Can You Use a CD as Collateral for a Loan?

Updated July 9, 2026 5 min read

Needing cash before a CD matures doesn’t always mean withdrawing early and eating a penalty. Some institutions offer a different route entirely: borrowing against the CD itself.

The short answer

A CD-secured loan lets a saver borrow money using their certificate of deposit as collateral, keeping the CD open and intact while the loan is repaid separately. Because the bank holds the CD as security, these loans often carry a rate only modestly above the CD’s own rate, and the CD keeps earning interest the entire time.

How the loan works

The bank places a hold on the CD, meaning it can’t be withdrawn or closed while the loan is outstanding, and lends against a portion (often close to the full value) of the CD’s balance. The saver makes regular payments on the loan just like any other installment loan.

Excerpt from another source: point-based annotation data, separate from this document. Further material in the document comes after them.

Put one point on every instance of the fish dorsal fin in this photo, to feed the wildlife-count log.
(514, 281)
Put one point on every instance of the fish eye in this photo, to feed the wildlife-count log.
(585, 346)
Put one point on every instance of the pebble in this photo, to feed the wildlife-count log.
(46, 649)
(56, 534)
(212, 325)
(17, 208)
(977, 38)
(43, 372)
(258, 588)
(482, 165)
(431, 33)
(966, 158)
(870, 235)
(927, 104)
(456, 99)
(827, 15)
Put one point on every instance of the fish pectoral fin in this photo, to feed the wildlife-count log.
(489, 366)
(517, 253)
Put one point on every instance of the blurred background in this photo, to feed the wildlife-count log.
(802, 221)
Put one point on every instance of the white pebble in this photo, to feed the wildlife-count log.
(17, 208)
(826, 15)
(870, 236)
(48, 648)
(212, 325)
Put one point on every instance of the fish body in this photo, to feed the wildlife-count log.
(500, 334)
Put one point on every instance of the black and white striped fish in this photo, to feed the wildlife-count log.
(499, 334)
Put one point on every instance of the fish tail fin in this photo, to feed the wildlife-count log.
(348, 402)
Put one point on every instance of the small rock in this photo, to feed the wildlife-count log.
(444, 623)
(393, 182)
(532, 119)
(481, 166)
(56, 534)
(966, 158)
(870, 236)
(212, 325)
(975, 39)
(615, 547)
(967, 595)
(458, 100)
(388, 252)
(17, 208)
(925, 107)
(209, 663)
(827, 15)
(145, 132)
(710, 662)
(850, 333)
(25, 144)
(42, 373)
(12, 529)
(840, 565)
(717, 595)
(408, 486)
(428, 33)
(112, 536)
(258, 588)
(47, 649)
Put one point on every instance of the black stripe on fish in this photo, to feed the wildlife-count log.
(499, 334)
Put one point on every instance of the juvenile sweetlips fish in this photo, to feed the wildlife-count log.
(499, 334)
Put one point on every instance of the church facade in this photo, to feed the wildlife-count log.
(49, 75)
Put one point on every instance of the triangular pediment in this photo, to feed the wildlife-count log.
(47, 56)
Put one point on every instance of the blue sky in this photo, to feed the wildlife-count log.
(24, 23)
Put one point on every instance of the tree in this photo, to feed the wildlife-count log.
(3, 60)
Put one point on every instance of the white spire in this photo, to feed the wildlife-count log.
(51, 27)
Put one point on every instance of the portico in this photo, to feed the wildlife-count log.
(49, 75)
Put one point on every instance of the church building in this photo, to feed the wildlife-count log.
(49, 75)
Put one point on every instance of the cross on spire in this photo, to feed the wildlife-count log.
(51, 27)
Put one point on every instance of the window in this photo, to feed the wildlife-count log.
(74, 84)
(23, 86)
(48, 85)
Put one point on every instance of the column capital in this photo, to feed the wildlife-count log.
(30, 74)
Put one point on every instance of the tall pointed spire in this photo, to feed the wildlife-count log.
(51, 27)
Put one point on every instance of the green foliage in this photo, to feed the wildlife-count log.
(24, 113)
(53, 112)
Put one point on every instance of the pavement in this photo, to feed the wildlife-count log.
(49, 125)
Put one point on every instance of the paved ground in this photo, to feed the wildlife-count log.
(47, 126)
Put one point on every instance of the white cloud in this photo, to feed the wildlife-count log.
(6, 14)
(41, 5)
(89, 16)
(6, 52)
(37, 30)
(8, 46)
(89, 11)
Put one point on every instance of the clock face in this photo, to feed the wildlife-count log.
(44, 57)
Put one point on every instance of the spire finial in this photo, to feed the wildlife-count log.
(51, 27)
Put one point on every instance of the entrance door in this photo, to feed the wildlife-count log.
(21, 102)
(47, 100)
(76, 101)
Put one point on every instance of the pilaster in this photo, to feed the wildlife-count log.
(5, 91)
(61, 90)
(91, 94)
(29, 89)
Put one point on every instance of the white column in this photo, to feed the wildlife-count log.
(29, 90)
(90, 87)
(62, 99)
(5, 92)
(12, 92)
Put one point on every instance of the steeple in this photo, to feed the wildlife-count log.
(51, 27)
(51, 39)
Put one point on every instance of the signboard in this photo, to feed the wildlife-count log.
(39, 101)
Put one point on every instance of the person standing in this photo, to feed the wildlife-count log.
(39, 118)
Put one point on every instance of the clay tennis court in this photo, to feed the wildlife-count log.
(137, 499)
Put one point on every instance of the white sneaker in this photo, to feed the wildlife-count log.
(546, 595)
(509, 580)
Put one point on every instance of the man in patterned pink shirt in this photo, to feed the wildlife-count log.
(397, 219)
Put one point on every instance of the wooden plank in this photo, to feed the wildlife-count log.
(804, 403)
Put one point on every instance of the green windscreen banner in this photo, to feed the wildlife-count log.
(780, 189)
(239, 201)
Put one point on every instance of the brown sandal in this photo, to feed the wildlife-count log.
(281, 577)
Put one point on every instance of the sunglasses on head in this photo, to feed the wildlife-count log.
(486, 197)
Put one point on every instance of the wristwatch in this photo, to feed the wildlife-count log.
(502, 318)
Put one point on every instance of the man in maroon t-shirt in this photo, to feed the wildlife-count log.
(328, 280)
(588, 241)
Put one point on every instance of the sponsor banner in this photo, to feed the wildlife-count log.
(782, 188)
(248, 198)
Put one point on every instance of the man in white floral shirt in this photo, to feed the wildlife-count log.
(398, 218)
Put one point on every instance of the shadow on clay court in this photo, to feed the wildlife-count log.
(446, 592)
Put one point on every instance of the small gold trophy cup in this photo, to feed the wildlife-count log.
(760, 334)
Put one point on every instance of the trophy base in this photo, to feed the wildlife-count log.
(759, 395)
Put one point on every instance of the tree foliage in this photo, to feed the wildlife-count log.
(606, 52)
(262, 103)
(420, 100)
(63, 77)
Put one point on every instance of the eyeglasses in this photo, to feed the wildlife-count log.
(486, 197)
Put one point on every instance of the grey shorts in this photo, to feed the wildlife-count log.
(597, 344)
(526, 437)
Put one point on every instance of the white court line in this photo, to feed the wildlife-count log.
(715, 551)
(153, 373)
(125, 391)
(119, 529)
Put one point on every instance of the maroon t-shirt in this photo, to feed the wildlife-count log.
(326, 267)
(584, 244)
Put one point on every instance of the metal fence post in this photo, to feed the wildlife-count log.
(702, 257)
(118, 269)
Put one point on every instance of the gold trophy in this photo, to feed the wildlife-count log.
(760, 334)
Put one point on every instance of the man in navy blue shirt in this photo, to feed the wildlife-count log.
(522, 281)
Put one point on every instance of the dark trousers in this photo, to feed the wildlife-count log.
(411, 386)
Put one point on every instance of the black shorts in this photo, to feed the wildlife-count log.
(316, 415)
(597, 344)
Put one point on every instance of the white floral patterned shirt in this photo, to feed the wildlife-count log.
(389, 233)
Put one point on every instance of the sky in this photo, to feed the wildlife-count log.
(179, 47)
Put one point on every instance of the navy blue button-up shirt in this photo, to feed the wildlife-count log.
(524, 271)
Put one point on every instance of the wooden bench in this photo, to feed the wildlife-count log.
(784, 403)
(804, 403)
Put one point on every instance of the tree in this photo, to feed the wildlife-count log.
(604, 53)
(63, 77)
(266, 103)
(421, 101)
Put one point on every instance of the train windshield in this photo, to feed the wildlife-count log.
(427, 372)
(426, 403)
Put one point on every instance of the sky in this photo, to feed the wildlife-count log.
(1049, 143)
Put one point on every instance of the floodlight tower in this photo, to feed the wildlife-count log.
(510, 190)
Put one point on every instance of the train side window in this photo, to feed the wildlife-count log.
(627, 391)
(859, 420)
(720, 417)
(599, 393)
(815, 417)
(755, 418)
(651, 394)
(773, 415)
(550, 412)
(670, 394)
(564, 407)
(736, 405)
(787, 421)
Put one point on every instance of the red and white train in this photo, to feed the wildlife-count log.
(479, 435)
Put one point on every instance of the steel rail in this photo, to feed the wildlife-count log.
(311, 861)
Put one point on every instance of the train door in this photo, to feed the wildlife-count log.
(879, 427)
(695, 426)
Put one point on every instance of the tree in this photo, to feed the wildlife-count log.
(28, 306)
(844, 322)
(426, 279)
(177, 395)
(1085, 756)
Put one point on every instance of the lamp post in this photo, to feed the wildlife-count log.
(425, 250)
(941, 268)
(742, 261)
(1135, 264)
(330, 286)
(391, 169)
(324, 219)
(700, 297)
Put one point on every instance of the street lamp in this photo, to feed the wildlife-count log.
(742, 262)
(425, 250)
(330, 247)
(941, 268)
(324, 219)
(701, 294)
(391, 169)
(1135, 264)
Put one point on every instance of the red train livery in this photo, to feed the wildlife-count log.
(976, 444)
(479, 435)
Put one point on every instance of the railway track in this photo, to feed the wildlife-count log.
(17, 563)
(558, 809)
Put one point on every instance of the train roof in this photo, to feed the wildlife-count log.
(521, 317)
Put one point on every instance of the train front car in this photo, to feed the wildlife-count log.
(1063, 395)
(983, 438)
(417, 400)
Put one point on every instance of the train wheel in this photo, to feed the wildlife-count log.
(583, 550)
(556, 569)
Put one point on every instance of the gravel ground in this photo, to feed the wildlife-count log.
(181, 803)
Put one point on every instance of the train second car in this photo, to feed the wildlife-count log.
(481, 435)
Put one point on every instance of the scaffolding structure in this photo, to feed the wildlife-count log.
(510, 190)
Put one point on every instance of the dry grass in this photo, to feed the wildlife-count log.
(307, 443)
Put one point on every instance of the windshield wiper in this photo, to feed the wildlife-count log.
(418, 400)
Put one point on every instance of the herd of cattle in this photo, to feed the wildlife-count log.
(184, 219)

If the loan isn’t repaid, the bank has the right to use the CD’s funds to satisfy the remaining balance, which is what makes this a secured loan rather than an unsecured one.

Why the rate is often close to the CD’s own rate

Since the bank’s risk is minimal — the loan is backed dollar-for-dollar (or close to it) by money already sitting on deposit — the interest rate charged tends to sit just above what the CD itself pays. The bank isn’t taking on much default risk, because if payments stop, it can typically apply the CD balance to the loan and close out any difference.

When this beats an early withdrawal

Breaking a CD early usually means forfeiting some interest through an early withdrawal penalty. A CD-secured loan avoids that entirely, since the CD is never actually closed. This can make the math favorable when the CD’s rate is meaningfully higher than the loan’s rate, or when the remaining term is long enough that the withdrawal penalty would be substantial. It can also matter for a CD with a specific maturity date tied to another goal, since the original CD stays untouched and on schedule.

When it might not be the better choice

If the loan’s interest rate ends up notably higher than the CD’s own rate, the spread between what’s earned and what’s paid can erode much of the benefit. It’s also worth remembering that this is still debt with its own repayment obligation, distinct from simply accessing savings, so missed payments carry the same consequences as defaulting on any other personal loan.

The takeaway

A CD-secured loan offers a way to access cash tied up in a CD without disturbing the CD’s term or rate. Whether it makes more sense than an early withdrawal comes down to comparing the loan’s rate against the penalty that would otherwise apply, along with whether taking on a new repayment obligation fits comfortably alongside existing finances.